You could reset access via WP CLI. See: https://developer.wordpress.org/cli/commands/user/
As far as I know, you have to write wp-env run cli before the command if you are using wp-env.
The wp-env does not create a default WordPress admin user. It just spins up WordPress and Mysql containers. You can create an admin user using WP-CLI with the following command
wp-env run cli wp user create admin admin@example.com --role=administrator --user_pass=password
On the otherhand wp-env does not include phpmyadmin. If you want it, add this to your .wp-env.override.json:
{
"phpmyadmin": {
"image": "phpmyadmin:latest",
"ports": ["8080:80"],
"environment": {
"PMA_HOST": "mysql",
"MYSQL_ROOT_PASSWORD": "password"
}
}
}
Restart your environment:
wp-env stop && wp-env start
Thread Starter
Jake
(@jakewpsupport)
@mabfahad and @threadi , Thanks for the input, those commands will probably be useful to me in the future. However, it appears the wp-env does create a default user name and password as mentioned in WordPress Developer Resources in the “Getting Started with wp-env” section, towards the bottom of the “Install and Run wp-env” section. Also, the process of installing wp-env and Docker seems to have included the latest versions of phpmyadmin, wordpress, and mariadb…maybe this is something new?

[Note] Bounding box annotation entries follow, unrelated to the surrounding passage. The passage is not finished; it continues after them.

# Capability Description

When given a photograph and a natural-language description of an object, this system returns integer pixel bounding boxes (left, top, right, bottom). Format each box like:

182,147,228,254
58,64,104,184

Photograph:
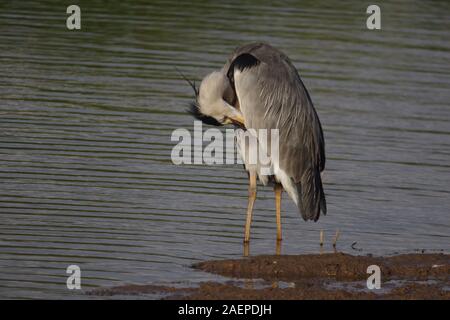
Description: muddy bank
89,253,450,300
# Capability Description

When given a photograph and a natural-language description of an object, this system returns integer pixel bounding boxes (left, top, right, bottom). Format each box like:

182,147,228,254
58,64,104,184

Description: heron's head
190,71,244,126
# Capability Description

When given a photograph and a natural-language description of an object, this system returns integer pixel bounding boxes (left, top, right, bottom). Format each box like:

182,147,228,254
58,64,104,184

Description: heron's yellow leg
274,183,283,241
244,172,256,242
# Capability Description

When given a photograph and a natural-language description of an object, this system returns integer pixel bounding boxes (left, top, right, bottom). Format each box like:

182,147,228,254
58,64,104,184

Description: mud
89,253,450,300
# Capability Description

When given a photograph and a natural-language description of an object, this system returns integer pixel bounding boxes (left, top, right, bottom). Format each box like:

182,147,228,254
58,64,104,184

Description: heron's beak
225,113,245,127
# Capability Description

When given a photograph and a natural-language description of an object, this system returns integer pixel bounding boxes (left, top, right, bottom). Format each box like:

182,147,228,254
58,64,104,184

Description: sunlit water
0,1,450,298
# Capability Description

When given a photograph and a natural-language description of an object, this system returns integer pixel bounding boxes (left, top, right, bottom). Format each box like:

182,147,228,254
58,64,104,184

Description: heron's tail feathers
297,168,327,221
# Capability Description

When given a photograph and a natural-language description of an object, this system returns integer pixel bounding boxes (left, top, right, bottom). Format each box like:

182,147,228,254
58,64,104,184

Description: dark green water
0,1,450,298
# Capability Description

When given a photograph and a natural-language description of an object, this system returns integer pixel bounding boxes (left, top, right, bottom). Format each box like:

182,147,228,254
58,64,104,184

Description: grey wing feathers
224,43,326,221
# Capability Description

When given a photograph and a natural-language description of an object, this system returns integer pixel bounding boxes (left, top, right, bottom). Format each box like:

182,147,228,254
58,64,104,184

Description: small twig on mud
351,241,362,251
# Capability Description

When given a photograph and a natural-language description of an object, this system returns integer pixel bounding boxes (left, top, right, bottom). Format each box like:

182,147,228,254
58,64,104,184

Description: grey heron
190,43,327,243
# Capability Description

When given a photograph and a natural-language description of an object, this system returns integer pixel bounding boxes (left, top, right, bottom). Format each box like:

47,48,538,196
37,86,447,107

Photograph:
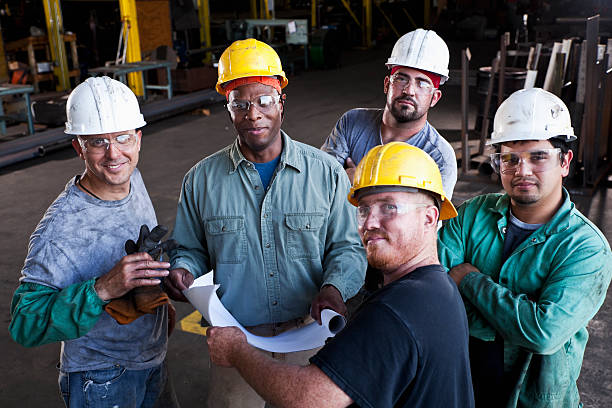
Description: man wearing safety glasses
9,77,173,407
166,39,366,408
207,142,474,408
438,88,612,408
321,28,457,198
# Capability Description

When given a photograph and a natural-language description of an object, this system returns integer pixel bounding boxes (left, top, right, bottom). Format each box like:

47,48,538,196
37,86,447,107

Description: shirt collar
229,129,304,173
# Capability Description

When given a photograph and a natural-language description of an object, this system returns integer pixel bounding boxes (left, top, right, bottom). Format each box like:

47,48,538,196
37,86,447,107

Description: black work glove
125,224,178,259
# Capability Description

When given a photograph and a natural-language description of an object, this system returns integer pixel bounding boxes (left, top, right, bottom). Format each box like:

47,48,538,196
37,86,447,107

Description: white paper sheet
183,272,346,353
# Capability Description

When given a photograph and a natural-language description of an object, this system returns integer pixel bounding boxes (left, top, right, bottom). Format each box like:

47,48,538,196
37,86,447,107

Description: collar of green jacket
490,187,575,236
229,129,304,173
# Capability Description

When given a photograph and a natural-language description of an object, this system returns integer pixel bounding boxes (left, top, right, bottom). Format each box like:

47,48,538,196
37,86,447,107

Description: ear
429,89,442,108
424,205,440,231
72,137,85,160
136,130,142,151
561,150,574,177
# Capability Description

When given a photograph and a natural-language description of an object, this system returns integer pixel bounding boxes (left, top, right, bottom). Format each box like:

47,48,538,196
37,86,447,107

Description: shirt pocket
206,216,247,264
285,213,325,259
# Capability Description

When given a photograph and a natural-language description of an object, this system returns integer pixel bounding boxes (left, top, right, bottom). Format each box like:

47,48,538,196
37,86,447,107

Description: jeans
58,362,167,408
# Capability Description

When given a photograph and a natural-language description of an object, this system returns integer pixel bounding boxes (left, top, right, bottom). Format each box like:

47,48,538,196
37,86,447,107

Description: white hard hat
487,88,576,144
64,76,147,135
386,28,450,84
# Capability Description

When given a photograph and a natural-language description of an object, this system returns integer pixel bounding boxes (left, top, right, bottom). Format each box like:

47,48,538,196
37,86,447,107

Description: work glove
104,225,178,324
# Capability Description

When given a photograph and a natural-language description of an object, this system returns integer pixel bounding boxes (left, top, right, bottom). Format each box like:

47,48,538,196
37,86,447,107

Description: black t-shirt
310,265,474,408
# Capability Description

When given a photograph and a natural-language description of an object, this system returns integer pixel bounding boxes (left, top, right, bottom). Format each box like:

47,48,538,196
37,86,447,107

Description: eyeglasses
227,95,280,113
79,133,138,154
389,74,434,94
357,202,430,226
491,147,562,174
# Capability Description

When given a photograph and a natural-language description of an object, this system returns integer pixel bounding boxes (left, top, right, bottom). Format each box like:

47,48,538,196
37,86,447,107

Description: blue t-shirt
321,108,457,199
253,154,280,190
502,210,542,262
310,265,474,408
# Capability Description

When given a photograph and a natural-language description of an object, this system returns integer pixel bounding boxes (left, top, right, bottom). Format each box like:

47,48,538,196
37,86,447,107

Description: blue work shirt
321,108,457,199
171,131,366,326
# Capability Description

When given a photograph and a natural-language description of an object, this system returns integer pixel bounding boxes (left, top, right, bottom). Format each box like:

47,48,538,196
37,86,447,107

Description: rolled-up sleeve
323,169,367,301
170,169,211,278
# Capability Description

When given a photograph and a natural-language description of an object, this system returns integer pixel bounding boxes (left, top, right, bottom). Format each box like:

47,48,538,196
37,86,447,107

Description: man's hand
206,327,248,367
310,285,346,324
94,252,170,301
164,268,194,302
344,157,357,184
448,262,480,287
168,302,176,337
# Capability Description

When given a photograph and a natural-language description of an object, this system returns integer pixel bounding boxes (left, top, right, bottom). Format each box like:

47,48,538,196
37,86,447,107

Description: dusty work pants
208,316,319,408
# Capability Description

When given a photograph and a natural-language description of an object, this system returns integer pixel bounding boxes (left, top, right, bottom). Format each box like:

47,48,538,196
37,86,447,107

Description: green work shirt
438,189,612,408
171,131,366,326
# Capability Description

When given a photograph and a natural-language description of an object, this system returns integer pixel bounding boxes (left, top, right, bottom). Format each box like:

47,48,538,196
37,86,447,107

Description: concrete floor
0,43,612,408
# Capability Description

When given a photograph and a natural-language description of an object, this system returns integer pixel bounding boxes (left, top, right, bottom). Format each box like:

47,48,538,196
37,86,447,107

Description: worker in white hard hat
165,38,366,408
439,88,612,408
9,77,177,407
321,28,457,198
207,142,474,408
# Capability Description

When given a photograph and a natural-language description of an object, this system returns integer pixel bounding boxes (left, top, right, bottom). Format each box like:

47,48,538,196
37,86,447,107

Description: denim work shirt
321,108,457,199
171,132,366,326
438,189,612,408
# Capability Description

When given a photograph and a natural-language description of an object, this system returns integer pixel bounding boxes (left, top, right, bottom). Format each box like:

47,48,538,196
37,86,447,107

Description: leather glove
104,225,178,324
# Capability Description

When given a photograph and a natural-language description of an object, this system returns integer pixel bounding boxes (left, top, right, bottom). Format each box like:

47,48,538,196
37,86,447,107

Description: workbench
88,61,172,100
0,84,34,135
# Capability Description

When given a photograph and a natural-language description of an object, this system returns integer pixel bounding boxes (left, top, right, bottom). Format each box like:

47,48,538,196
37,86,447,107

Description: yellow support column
119,0,143,96
198,0,211,63
41,0,70,91
310,0,317,28
0,23,9,83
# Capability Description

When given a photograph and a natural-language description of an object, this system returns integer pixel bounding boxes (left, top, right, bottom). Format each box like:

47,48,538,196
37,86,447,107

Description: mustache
394,96,417,106
363,229,389,242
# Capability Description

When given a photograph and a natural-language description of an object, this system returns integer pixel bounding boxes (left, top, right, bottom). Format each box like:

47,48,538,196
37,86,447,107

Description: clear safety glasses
357,202,431,226
389,73,434,94
79,133,138,154
227,95,280,113
491,147,562,174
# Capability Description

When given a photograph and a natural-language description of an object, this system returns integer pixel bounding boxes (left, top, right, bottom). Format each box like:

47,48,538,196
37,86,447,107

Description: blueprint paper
183,272,346,353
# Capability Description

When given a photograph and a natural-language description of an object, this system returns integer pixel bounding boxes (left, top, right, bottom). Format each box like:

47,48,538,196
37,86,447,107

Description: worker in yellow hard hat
207,142,474,408
166,39,366,408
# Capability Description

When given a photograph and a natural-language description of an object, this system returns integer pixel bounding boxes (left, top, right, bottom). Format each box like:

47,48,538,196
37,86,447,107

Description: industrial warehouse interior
0,0,612,408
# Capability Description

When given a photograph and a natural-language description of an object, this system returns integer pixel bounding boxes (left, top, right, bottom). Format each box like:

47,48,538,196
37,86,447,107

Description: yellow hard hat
348,142,457,220
216,38,289,95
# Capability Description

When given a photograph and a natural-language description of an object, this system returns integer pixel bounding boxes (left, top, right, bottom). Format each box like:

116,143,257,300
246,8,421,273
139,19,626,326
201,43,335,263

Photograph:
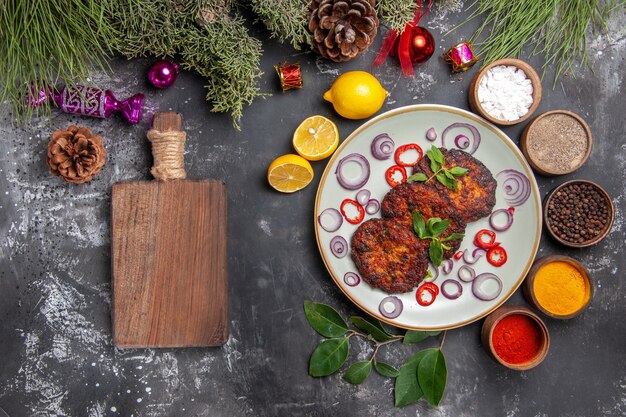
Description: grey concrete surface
0,4,626,417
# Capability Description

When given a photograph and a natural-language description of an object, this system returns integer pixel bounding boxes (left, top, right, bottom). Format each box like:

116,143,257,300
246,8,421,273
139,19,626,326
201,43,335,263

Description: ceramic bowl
543,180,615,248
481,306,550,371
469,58,542,126
520,110,593,176
522,255,593,320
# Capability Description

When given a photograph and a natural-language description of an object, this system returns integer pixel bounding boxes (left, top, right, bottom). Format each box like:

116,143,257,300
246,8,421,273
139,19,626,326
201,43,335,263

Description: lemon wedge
267,154,313,193
323,71,389,119
293,116,339,161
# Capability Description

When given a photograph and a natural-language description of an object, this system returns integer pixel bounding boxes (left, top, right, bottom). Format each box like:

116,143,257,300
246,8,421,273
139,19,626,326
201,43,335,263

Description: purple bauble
148,59,178,88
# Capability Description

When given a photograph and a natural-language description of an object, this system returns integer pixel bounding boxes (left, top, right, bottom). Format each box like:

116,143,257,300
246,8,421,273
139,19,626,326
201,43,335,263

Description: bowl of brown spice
520,110,592,176
543,180,615,248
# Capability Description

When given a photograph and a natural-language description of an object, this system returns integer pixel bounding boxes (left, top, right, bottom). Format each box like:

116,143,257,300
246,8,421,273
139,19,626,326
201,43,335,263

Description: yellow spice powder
533,261,591,316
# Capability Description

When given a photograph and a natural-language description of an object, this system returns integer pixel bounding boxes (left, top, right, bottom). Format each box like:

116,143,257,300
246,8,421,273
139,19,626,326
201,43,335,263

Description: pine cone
48,125,106,184
309,0,378,62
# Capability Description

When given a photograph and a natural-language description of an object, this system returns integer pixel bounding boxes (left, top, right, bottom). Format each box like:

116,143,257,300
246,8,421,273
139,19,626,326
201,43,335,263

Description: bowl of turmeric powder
522,255,593,319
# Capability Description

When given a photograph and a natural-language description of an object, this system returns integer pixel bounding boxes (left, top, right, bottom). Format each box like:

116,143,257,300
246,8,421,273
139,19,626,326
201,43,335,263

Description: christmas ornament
274,62,302,93
148,59,179,88
30,85,143,124
444,42,479,72
372,0,435,77
309,0,379,62
48,125,106,184
389,26,435,65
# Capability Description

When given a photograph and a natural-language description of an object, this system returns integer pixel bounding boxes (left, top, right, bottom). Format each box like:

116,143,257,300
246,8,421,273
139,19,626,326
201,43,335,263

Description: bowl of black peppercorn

Looking at the .env file in my project folder, I noticed the default was “root” with “password”. The instructions I linked seem to mistakenly suggest logging in with “admin” as the user name. After using root instead of admin, I was able to access my dashboard.
Glad you were able to solve it. Feel free to suggest any changes to the documentation. According to the footer, the document is part of the Gutenberg team. I think you could report it as an issue there so that someone can take care of it: https://github.com/WordPress/gutenberg/issues
Thread Starter
Jake
(@jakewpsupport)
@threadi added as a contribution on GitHub.